Source image : YouTube

On a évidemment énormément parlé de Giannis Antetokounmpo, à juste titre. On a beaucoup parlé aussi de Jrue Holiday, de Khris Middleton et de Mike Budenholzer, artisans majeurs du titre des Bucks. Mais ceux à qui il faut aussi rendre hommage, ce sont ces hommes « de l’ombre », ceux dont l’apport ne se voit pas toujours sur la feuille de stats, en tout cas pas chaque soir, ceux dont on loue davantage l’esprit conquérant et l’intensité déployée que leur réel « niveau ». Ils sont nombreux dans cette catégorie, on peut parler par exemple de Brook Lopez, de Pat Connaughton ou même du blessé des Playoffs Donte DiVincenzo, mais deux homme symbolisent parfaitement ce fameux fighting spirit si essentiel à la vie d’une équipe qui gagne : P.J. Tucker et Bobby Portis.

Le premier a débarqué en provenance de Houston au mois de mars et aura tourné cette saison à moins de 4 points et 4 rebonds par match, n’a pris en moyenne que trois tirs par rencontre mais jouait 26 minutes tous les soirs. Le second ? Quelques 11 pions et 7 rebonds en 20 minutes de moyenne, à plus de 50% au tir et quasiment pareil du parking. Leur point commun ? Une rage de vaincre incroyable, les fils qui se touchent parfois, mais surtout cette bave aux lèvres qui vous transforment une bonne équipe de basket en candidat au titre.

Souvenez-vous de cette série face aux Nets en demi-finale de Conférence, lorsque P.J. Tucker passa sept matchs dans le slip de Kevin Durant, se prenant bien souvent la sauce parce qu’on parle tout de même de KD, mais n’abandonnant jamais, au point de le sortir de son match à quelques occasions, lors des Game 3 et 4, ou – parfois – au Game 7. On se souvient de ces tête contre tête bien virils mais respectueux, ce cette activité de tous les instants, et autant que des alley-oops en contre-attaque c’est de ce genre de moments dont a besoin une équipe pour gagner des séries. Incapable de prendre la moindre initiative en attaque, devenu quasiment un poids mort offensif malgré un statut de vrai danger dans le corner notamment, Pièce Jointe s’est TOTALEMENT offert à son équipe sur ses Playoffs (4 tirs en 89 minutes sur les trois derniers matchs) et doit aujourd’hui récolter les fruits de ce qu’il a semé, à savoir avoir fait de ces Bucks une équipe encore plus folle défensivement, malgré l’aberration de voir qu’il n’a jamais été élu dans une seule All-Defensive Team dan sa carrière, alors qu’il est assez unanimement reconnu comme l’un des meilleurs défenseurs de la Ligue depuis plusieurs années. Mais, spoiler, possible qu’aujourd’hui, à 36 berges et bague au doigt, P.J. ne soit plus vraiment concerné par cette semi-déception.

Bobby Portis ? Quelle histoire.
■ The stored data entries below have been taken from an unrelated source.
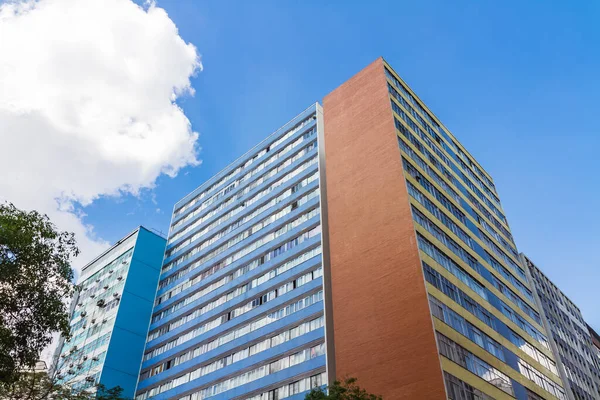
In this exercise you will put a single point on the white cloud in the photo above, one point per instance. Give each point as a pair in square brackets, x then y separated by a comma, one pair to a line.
[87, 91]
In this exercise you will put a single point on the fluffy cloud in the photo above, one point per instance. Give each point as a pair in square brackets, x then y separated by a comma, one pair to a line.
[87, 105]
[87, 91]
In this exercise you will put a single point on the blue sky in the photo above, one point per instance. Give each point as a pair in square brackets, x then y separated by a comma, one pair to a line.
[516, 81]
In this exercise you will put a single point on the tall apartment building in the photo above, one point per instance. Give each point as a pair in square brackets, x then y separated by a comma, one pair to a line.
[359, 239]
[110, 315]
[570, 336]
[595, 341]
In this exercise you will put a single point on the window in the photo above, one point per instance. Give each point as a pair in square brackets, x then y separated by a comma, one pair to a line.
[470, 362]
[459, 390]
Quelle histoire, car il y a deux ans le nom de Bobby était davantage associé à celui d’un poulet sans tête, à un mec qui avait un jour punché Nikola Mirotic à l’entraînement, à un mec un peu zinzin avec les yeux de Jacques Santini et une ressemblance assez folle avec Black M, à un emmental défensif avec de bonnes mains mais sans vraiment de talent. Wow. Le pari était donc risqué pour les Bucks, Bob avait montré de belles choses à Washington mais de manière assez isolée, il avait ensuite galéré dans le navire coulant des Knicks et devait se relancer. On ne va pas se mentir, on n’y a pas cru des masses, au début. Puis chemin faisant, Bobby a pris ce rôle qui lui va tant aujourd’hui, celui d’agitateur de second unit, celui du mec qui rentre et sui secoue le cocotier. En attaque, on le savait utile, adroit, agressif, mais aussi en défense et c’est une nouveauté 2021, son intensité suffisant désormais à faire de lui un mec ultra-relou à attaquer à défaut d’en faire un Top défenseur. Puis il y a toutes ces petites choses autour, ce comportement bah ouais, qui place Bobby Portis dans la case des mecs que l’on est obligé d’aimer. Des réactions, des têtes incroyables, un show permanent dès qu’il rentre sur le terrain, puis, mine de rien, le fait de répondre présent lorsque le scénario le lui demande, comme sur la fin de série face aux Hawks en l’absence de Giannis Antetokounmpo et notamment ce Game 6 lors duquel il s’est quasiment mué en leader offensif. Pour tout ça ? Merci Bobby, merci d’être toi.

Deux hommes incroyables, deux destins fous, à qui l’on ne prédisait pas forcément un futur de champion NBA mais qui ont su, chacun, apporter une énorme pierre à l’édifice Bucks 2021. P.J. Tucker, Bobby Portis, à jamais dans l’histoire, tout simplement.